10年以上にわたり、ナレンドラ・モディ首相率いるインド人民党は、インド政治を支配してきました。モディ首相の3期目の続投が決まり、首都デリーを制した盤石な政治勢力ですが、現在は大きな障害にぶつかっています。

警察が道路封鎖やインターネットの電波妨害を行う中、数万人の抗議者が自分たちの権利のために戦い、国会議事堂へ集結する事態となりました。数週間続いたこの抗議活動ですが、発端となったのは、あるインターネット上のミーム(ネタ画像)でした。

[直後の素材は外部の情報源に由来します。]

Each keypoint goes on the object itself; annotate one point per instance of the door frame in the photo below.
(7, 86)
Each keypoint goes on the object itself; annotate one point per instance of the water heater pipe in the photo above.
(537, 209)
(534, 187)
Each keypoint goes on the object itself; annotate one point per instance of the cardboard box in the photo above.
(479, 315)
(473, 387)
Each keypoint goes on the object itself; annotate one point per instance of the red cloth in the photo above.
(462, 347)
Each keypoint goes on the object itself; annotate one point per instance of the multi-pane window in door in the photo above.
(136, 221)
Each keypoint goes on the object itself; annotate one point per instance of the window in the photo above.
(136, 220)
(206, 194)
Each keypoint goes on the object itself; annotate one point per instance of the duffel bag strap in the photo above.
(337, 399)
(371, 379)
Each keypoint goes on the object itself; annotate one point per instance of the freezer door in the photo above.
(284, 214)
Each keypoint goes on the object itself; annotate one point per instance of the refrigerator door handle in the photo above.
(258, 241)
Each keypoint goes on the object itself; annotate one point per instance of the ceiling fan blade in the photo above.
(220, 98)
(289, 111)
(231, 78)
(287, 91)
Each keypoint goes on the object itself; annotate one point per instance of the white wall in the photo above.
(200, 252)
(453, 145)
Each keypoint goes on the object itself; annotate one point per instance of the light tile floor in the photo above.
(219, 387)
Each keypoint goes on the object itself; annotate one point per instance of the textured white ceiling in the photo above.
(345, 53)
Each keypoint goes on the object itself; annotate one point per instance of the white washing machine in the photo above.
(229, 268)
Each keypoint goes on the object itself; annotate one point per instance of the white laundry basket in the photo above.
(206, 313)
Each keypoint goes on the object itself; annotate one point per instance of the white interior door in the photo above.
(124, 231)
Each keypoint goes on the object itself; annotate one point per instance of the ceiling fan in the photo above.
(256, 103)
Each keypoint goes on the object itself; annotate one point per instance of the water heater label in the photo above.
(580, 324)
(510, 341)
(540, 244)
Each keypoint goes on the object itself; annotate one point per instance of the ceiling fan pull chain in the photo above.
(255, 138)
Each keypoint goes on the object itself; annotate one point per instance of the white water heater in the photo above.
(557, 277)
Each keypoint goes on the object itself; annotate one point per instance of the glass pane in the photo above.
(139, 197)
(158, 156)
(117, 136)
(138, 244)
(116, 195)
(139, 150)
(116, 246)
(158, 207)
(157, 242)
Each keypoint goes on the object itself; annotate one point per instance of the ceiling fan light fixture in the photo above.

「CJP(ゴキブリ人民党)」「若者は職を得るでしょう」「この国のシステムが変わります」といったスローガンを掲げたこの運動は、「ゴキブリ運動」と呼ばれています。抗議運動にしては奇妙な名前ですが、彼らの怒りの矛先は政府の害虫駆除の実績ではなく、教育省と最近の試験をめぐる不祥事、そして深刻な若者の失業問題に向けられています。